Long-term use of metformin has been linked to a reduced risk of cognitive impairment in people with diabetes (14). Other research has found that older people with type 2 diabetes who take metformin have slower cognitive decline and lower dementia risk (15).
Many people with type 2 diabetes have lost weight after taking metformin. Metformin also helps induce a hypocaloric state in the body (which is when you’re low on calories) by inhibiting a pathway by which fat is formed, Acebedo says. Independently, microbiome stimulation could also aid in weight loss, he says.
Insulin-resistant and diabetic patients can expect about 6 pounds of weight loss over about a year’s time (16), but some people may lose more, says Acebedo. If you’re not diabetic, the impact will be limited. You might lose two or three pounds over three months, Acebedo says.
Recent studies show that metformin improves chronic inflammation by improving metabolic parameters such as insulin resistance and by modulating the gut microbiome. It also has a direct anti-inflammatory effect (9).
Metformin and Age-Related Illnesses
- Studies have shown that metformin can reduce the risk and mortality of cancer.
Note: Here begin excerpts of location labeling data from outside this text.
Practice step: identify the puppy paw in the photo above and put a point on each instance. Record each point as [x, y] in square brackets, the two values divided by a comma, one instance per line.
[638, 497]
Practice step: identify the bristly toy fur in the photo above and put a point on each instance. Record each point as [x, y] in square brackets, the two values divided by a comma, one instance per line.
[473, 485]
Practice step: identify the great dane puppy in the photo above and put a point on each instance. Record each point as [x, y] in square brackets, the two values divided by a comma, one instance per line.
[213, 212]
- Long-term use of metformin has been linked to a reduced risk of heart disease and cognitive impairment in people with diabetes
- Many people with type 2 diabetes have lost weight after taking metformin. Obesity has been linked to many age-related diseases.
Metformin and Looking Younger
Metformin may help your skin look younger, especially if you have pre-diabetes or diabetes, notes Acebedo. Some people with diabetes experience skin thickening or discoloration. Metformin can counter this build-up of skin by improving insulin sensitivity in skin cells and lowering levels of a hormone called insulin-like growth factor 1 (IGF-1R), which is associated with skin wrinkling (17).
People with diabetes also tend to look older than their biological age, in part because excess blood sugar negatively impacts skin proteins called collagen. Over time, with metformin use, the skin will start to look younger, Acebedo says.
Who Can Take Metformin
Currently, metformin is FDA-approved for treating type 2 diabetes. The National Institutes of Health’s National Library of Medicine notes that metformin may be prescribed off-label for other reasons beyond type 2 diabetes. Among them:
- Liver disease
- Cardiovascular disease
If you’re interested in taking metformin for anti-aging, speak to your physician.
Since metformin causes changes in blood sugar, The National Institutes of Health’s National Library of Medicine notes that it’s important to know the symptoms of both high and low blood sugar. Additionally, you could notice some of the below symptoms while taking metformin:
- Gastrointestinal (GI) symptoms such as diarrhea, bloating, gas, constipation, or stomach pain
- A metallic taste in your mouth
- Skin or nail changes
- Muscle pain
There’s also a possibility that metformin could hinder your fitness goals. One recent study published in Aging Cell found that elderly participants who took metformin didn’t gain as much benefit from aerobic exercise as those taking a placebo pill over the course of a 12 week trial (18). Researchers found that the drug blocked the gains in mitochondrial health that the excercisers would otherwise get from their workout. Having healthy mitochondria is key to aging well.
Another study on elderly adults participating in resistance training showed a blunting effect on adding lean body and muscle mass when taking metformin (19). In both trials, the sample sizes were small and the effects were variable between participants, highlighting the need for more studies.
Benjamin Miller, Ph.D., a principal investigator in the aging and metabolism research program at the Oklahoma Medical Research Foundation, who oversaw the Aging Cell study told the New York Times that the results of that study don’t mean that people should avoid the drug, even if they’re taking it for the potential anti-aging benefits. But the findings “do give us reason to think a bit more cautiously” about the impact of metformin on exercise in healthy people, Miller told the Times.